In all honesty this post is shear speculation. I haven’t spoken with anyone regarding today’s topic. I haven’t “asked around” for any super-secret insider information. As someone interested in the leveraging of new technologies to improve the workers’ comp experience, I’m just stating an opinion based on observation and common sense. That opinion is this: We are going to want to keep an eye on Cake. It could be a game changer for agents, brokers and carriers.

Cake, for those of you who do not know, is an app-based program that allows employers to apply and be approved for workers’ compensation insurance in about 5 minutes. The coverage is active at the start of the very next day.

Cake was developed by Pinnacol Assurance, the state fund agency turned quasi-public authority that writes much of the comp coverage in the state of Colorado. In a release published on this site a couple weeks ago, Pinnacol said that “Cake Insure has been recognized nationally for completely reimagining and reinventing purchasing workers’ compensation insurance.”

The release continued by saying, “Cake Insure launched on Oct. 10, 2017, issuing policies to small businesses in Colorado with industry-disrupting technology that enables businesses to easily purchase a workers’ comp policy in three to five minutes. Traditional carriers take several days and even up to a few weeks to complete this process…… It has been recognized nationally with awards such as IDG’s “Digital Edge 50,” Celent’s Model Insurer” and Strategy Meets Action’s “Innovation in Action.” It was also the subject of a recent case study by the international consulting firm Forrester Research and was recently named as a finalist for Colorado Technology Association’s APEX Project of the Year.

The Cake platform uses algorithms and artificial intelligence to conduct 90% of the underwriting process. By the end of its first quarter of operation, it had exceeded projected revenue by 500%. It has also gained impressive net promoter scores for an insurance provider. In short; Cake is a technology driven game changer for the industry. Small businesses and young entrepreneurs will be drawn to this platform for both its ease of access and simplicity of process. 

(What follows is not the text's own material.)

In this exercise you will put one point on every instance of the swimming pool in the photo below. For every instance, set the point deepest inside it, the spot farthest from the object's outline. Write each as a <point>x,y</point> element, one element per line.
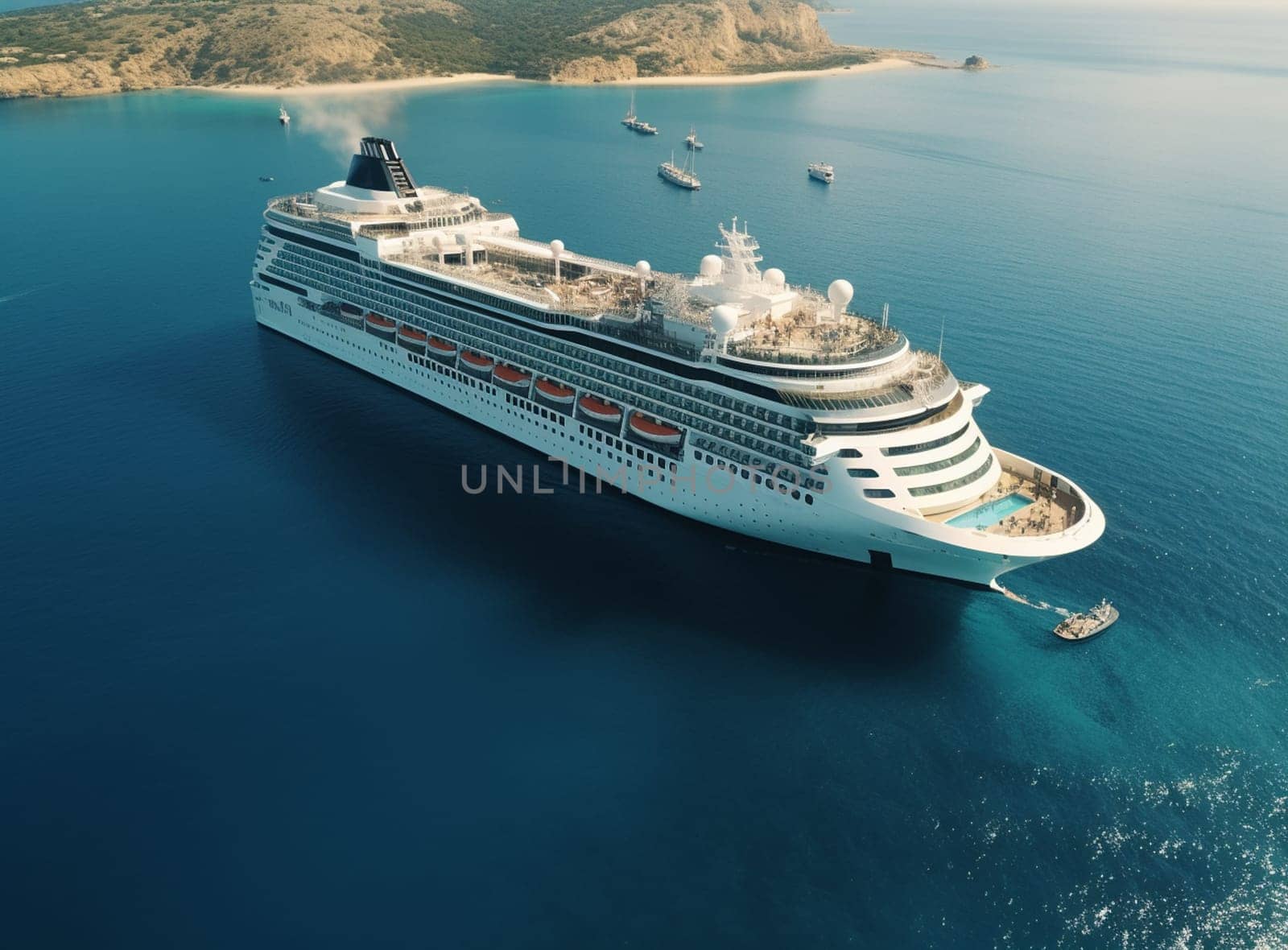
<point>991,513</point>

Cake is not the only insurance platform of this type. Pie Insurance offers “2-minute workers’ comp quotes” currently for 9 states. Lemonade (really, who is naming this stuff?) is an online seller of Renters and Home Insurance, offering policy quotes in about 90 seconds. Pie is the product of a series of investment firms and an executive from Esurance. What is unique about Cake is it was developed by a single carrier to support the objectives of that carrier.

Which brings us to the conjecture and speculation part of this dispatch. Cake, which remains a subsidiary of Pinnacol Assurance, sells workers’ comp policies for Pinnacol to Colorado employers. Only Colorado employers. It is not available outside the state at this time.

The world of the “state funds” has been in a tremendous amount of flux for over a decade. Once confined to just their specific jurisdictions, many have now either gone competitive by writing comp in other states or have at least positioned themselves for that possibility. Maine’s MEMIC is probably the trend setter of this phenomenon, with West Virginia’s Brickstreet Insurance also heavily moving into the competitive multi-state arena (full disclosure, MEMIC and Brickstreet are both highly valued clients of WorkersCompensation.com). Brickstreet is actually taking up the ability to write multi-line coverage, through a combined partnership with Motorists Insurance. Other once traditional funds, like Arizona’s Copperpoint, Oklahoma’s CompSource, and Maryland’s Chesapeake Employers (formerly IWIF) have made moves to enable this multi-state competitive strategy in the future. 

So, the question would be for Cake; in a world where former state funds are venturing out of their traditional locales in order to compete on a multi-state level, why would one of those entities invest heavily in a ground breaking, game changing technology only to limit it to one state?

My speculative answer, of course, is they didn’t. 

I don’t believe that the Cake Insure application was intended to be a single state solution. I make the supposition that Pinnacol has perhaps developed a unique tool that has the ability to serve as an entry point into multi-state underwriting. I believe Pinnacol could leverage Cake to go competitive across the nation, and that is something that should get the industry’s attention. 

The move, if it does in fact come, will take time. The licensing/approvals for writing in new states is a complicated process – far beyond my limited comprehension of the procedure. But should they choose, the vehicle they’ve developed represents the future in selling comp policies. Until others develop similar applications, gaining market share for Pinnacol could be, well, a piece of Cake.